Serwis GrandPrix.com sugeruje, iż kierowca testowy zespołu McLaren może być obecnie zainteresowany posadą drugiego kierowcy z zespole Jordan, gdyż wspierająca go austriacka firma Superfund byłaby w stanie zasponsorować jego starty. Zwolnienie z kontraktu wiążącego Wurza z zespołem McLaren nie powinno stanowić zbyt wielkiego problemu, gdyż to właśnie zespół jest odpowiedzialny za stworzenie zbyt ciasnego auta, uniemożliwiając tym samym Austriakowi udział w testach. Wurz ma jednak silnych konkurentów w postaci dwóch reprezentantów Wysp Brytyjskich - Ralpha Firmana i Allana McNisha. W przypadku zatrudnienia jednego z nich zespół Jordan może liczyć na większe wsparcie finansowe od głównego sponsora, którym jest produkowana przez brytyjski koncern tytoniowy Gallaher Group Plc. marka Benson & Hedges.

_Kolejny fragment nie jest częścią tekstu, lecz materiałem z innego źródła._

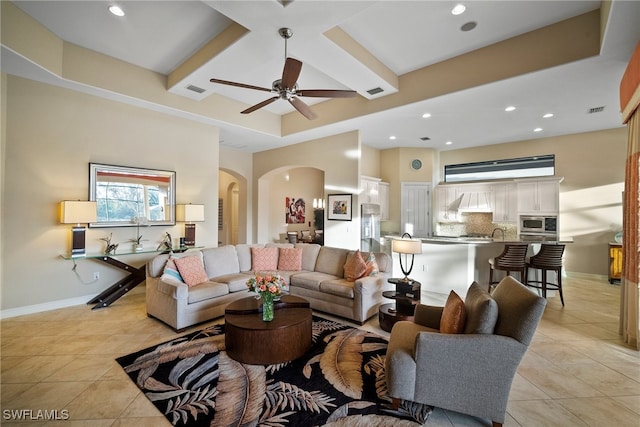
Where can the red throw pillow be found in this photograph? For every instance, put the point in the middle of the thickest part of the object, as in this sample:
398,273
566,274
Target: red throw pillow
290,259
454,315
355,266
264,259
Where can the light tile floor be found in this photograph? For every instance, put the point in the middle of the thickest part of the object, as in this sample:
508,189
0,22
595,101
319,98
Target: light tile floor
577,371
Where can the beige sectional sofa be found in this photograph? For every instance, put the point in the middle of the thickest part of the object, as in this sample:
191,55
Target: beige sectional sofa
320,279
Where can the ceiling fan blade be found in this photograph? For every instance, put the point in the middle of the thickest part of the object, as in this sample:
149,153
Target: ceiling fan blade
290,73
327,93
302,108
226,82
260,105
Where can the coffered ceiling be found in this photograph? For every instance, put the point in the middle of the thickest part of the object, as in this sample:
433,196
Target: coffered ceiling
360,45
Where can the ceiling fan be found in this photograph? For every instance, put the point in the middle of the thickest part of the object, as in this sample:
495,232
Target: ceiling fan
287,88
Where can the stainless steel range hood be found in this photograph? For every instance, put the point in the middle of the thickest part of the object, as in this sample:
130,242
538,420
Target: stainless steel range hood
471,202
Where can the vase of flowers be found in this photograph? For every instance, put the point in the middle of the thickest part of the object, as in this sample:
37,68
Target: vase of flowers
268,288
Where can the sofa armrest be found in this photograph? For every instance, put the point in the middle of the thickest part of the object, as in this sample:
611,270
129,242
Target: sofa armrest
428,315
178,291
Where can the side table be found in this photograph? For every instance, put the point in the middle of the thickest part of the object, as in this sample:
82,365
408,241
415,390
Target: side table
406,296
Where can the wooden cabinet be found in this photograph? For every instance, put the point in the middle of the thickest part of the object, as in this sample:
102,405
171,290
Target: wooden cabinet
615,262
370,192
505,202
383,195
540,196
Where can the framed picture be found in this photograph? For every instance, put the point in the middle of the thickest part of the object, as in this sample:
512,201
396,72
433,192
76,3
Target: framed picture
339,207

Nie pierwszy raz w historii zespół McLaren skonstruował auto, do którego nie mieści się jeden z kierowców tej stajni. W 1995 roku do ówczesnego bolidu MP4-10A nie mógł zmieścić się mistrz świata z 1992 roku - Nigel Mansell. Do kolejnej wersji tego auta Brytyjczyk zdołał się w końcu upchnąć, ale tylko po to, aby stwierdzić, iż nie nadaje się ono do prowadzenia. W efekcie Mansell stajnię z Woking opuścił tuż przed wyścigiem o Grand Prix Monako.